August 16, 2016
“I’m not sayin’/there wasn’t nothin’ wrong/
I just didn’t think you’d ever get tired of me”—MB Twenty
So it’s August 16th again
Great
I’m fine with it
Really
Just put the parade back in your pants
about it, will ya?
Because that parade looks miserable
Honestly
The floats don’t seem to be floating
The marching band’s been replaced by
a trombone full of rats and
what the hell have you been feeding those balloons?
August 16th, home of cold Taco Bell and insomnia
land of these long assed shark infested serenades
A lot of things have happened on oh 8 sixteen
over the gut shot course of all these years
some substantially less heart breaking than others
Bukowski/Madonna/Paul Soter was born
Elvis died
I married Helen
Probably in that exact goddamn order
I don’t know
I’m too moody right now to do the math
August 16th 2003, that was a big day
She stitched the date in the back of my shoe
I still have it
(not Helen, the shoe)
I still have the shoe
and the memory of sitting
in a Westport hospital waiting room
next to a long haul trucker with a busted arm
and an unattended head wound
who really loved Elvis
That’s how I know Elvis died on the day he did
This busted armed trucker told us all about it
while I sat there with Helen waiting to get our blood drawn
so the state of Connecticut could confirm
that we didn’t have syphilis
Because for some reason it’s the law out there
You’re only allowed to get married in Westport
if you can provide documented proof
to Paul Newman’s pastor that you don’t have syphilis
“Do you have syphilis?” I asked Helen, after she’d
told me the news that the government wasn’t going
to let us get married if we happened to have syphilis,
between shots of Canadian Mist
“I don’t have syphilis. Do you have syphilis?”
Helen laughed back. Damn she was amazing.
(Fuck)
“I don’t think so.” I told her. “Let’s find out.”

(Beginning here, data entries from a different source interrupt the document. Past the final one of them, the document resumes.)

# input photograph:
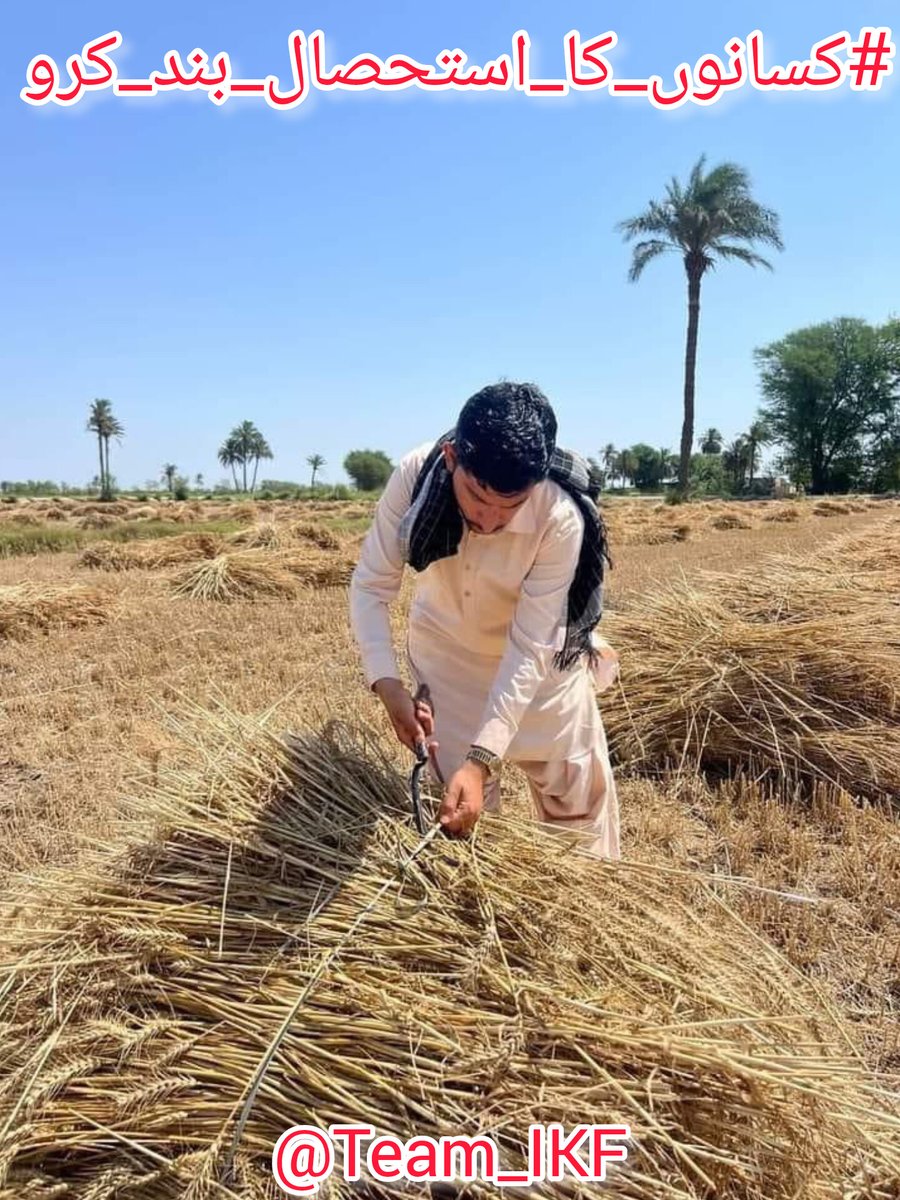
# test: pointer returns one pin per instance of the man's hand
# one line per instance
(463, 798)
(413, 724)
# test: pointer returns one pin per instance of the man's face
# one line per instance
(483, 509)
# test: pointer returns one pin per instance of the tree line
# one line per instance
(831, 391)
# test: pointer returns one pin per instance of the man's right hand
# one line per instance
(413, 724)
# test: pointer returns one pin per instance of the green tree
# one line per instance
(106, 425)
(317, 462)
(831, 391)
(736, 461)
(759, 435)
(244, 447)
(258, 450)
(229, 456)
(712, 219)
(712, 442)
(651, 466)
(609, 456)
(369, 469)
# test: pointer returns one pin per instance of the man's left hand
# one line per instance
(463, 799)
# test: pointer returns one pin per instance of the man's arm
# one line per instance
(376, 583)
(540, 613)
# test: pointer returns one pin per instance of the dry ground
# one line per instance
(85, 712)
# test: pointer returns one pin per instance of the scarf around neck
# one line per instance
(432, 529)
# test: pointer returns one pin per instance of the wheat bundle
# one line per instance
(317, 534)
(792, 667)
(783, 515)
(151, 555)
(109, 556)
(25, 607)
(97, 521)
(264, 535)
(287, 951)
(112, 508)
(241, 575)
(318, 569)
(724, 521)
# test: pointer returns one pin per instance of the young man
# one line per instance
(503, 532)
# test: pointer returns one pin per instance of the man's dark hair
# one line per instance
(505, 436)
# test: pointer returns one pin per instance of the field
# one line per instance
(757, 743)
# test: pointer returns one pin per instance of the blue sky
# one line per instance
(347, 274)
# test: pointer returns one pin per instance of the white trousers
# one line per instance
(561, 743)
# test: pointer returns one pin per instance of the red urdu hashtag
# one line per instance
(859, 63)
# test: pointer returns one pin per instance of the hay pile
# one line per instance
(791, 667)
(831, 509)
(783, 515)
(287, 951)
(29, 607)
(317, 534)
(151, 555)
(261, 574)
(243, 575)
(730, 521)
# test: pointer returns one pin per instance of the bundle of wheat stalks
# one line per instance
(251, 574)
(792, 667)
(153, 553)
(287, 949)
(25, 607)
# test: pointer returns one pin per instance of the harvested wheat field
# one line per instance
(790, 667)
(27, 607)
(219, 925)
(285, 951)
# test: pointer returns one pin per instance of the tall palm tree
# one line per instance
(259, 449)
(736, 460)
(317, 462)
(759, 435)
(229, 456)
(706, 221)
(609, 455)
(106, 425)
(627, 466)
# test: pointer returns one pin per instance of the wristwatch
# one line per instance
(490, 761)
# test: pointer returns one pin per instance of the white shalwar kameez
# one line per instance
(484, 627)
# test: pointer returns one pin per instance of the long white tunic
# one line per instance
(484, 628)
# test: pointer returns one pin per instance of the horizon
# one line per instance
(347, 275)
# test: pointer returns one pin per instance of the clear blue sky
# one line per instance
(347, 274)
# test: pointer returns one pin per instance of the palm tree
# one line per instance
(106, 425)
(759, 435)
(317, 462)
(736, 460)
(259, 449)
(609, 455)
(229, 456)
(705, 221)
(627, 466)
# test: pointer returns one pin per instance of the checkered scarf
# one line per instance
(432, 529)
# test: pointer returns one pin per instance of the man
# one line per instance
(503, 532)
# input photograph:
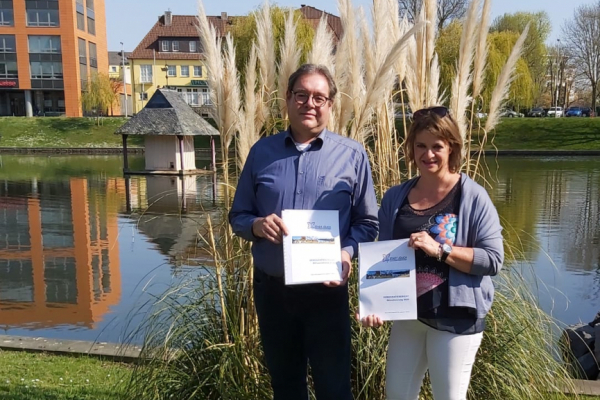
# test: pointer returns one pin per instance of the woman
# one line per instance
(454, 228)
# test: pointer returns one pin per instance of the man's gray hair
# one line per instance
(309, 69)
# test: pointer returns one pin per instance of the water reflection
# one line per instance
(59, 257)
(172, 213)
(551, 213)
(80, 256)
(83, 249)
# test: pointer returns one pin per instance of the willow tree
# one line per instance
(98, 95)
(521, 88)
(534, 49)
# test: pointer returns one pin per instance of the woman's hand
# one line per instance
(422, 240)
(370, 321)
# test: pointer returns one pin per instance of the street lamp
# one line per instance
(124, 80)
(557, 80)
(165, 69)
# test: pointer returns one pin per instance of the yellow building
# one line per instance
(169, 57)
(121, 73)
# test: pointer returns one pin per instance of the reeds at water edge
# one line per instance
(210, 320)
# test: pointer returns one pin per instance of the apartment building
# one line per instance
(48, 49)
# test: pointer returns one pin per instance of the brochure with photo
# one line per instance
(387, 280)
(312, 250)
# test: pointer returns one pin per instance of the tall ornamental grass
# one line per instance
(202, 339)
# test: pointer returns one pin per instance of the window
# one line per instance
(185, 71)
(7, 44)
(80, 21)
(44, 44)
(42, 18)
(46, 70)
(6, 17)
(93, 55)
(146, 73)
(197, 70)
(82, 51)
(83, 76)
(8, 70)
(205, 97)
(91, 26)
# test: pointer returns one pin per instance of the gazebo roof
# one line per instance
(167, 114)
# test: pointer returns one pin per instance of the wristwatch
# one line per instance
(445, 250)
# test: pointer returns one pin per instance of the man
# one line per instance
(305, 167)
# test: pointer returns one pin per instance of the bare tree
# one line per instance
(582, 37)
(448, 10)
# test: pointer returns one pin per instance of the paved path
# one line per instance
(98, 349)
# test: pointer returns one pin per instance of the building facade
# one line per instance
(48, 49)
(170, 57)
(119, 71)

[Historical Note: By ‘find out’ I meant let’s have sex
right now and see if our private bits fall off’, not
let’s go sit in a waiting room and learn a whole bunch
of stuff about Elvis]
So even though we were pretty damn sure
we didn’t have syphilis there we sat
in that medicinally scented waiting room
waiting to find out for sure
waiting for the blood to be drawn
and the tests evaluated
so the doctor could bust through the door
with chocolate donut stuck to his face
smiling with his arms spread wide
and declaring in a voice loud enough
to project across the tiny room
“Good news, you two! You don’t have syphilis!
That’ll be 50 bucks each. Good luck on your std free new life together.
You can pay the lady I’m definitely not banging
at the front window on your way out.”
[Historical Note: She was totally banging him. The entire office literally reeked of cliché]
The Elvis loving truck driver congratulated us
on our living in the modern goddamn world
and not having syphilis, the entire time looking like
he should have bled to death hours ago
I mean fuck, that head wound
it was Viva Las Vegas
But damn, I liked him
and he knew a lot about Elvis
Did you know Elvis Presley
was actually allergic to peanut butter
and his favorite band was Matchbox Twenty?
His favorite color was Pricilla
and he only slept on his left side
because if you sleep on your right side
all the time you’re gonna eventually run out
of right, which only makes sense, right?
Becaise what happens when you run out of right?
You start doin’ wrong
and when you start doin’ wrong you blah blah
blah blah blah
and then fuck, what do I know?
Tonight she’s been gone for the exact amount
of time that we were together
What’s that got to do with syphilis?
I don’t know anymore
It’s fine
Just call me nostalgic
Because if nostalgic means
a person who’s overly sentimental
about certain things that are irrevocably gone and also has an
abnormally large penis then sure,
Fuck it
I’m nostalgic
You win
Full disclosure, I totally ate nachos from Taco bell on the day this week. (no sour cream. gross). And I’m from Holland. Isn’t that WEIRD?! And this is really good and funny and gut wrenching. #syphilis Makes me want to watch Out of Africa 🙂
I picked up a copy of Out of Africa on Blu Ray a few years ago but I haven’t actually watched it. Not since the days of dvd, Sabu.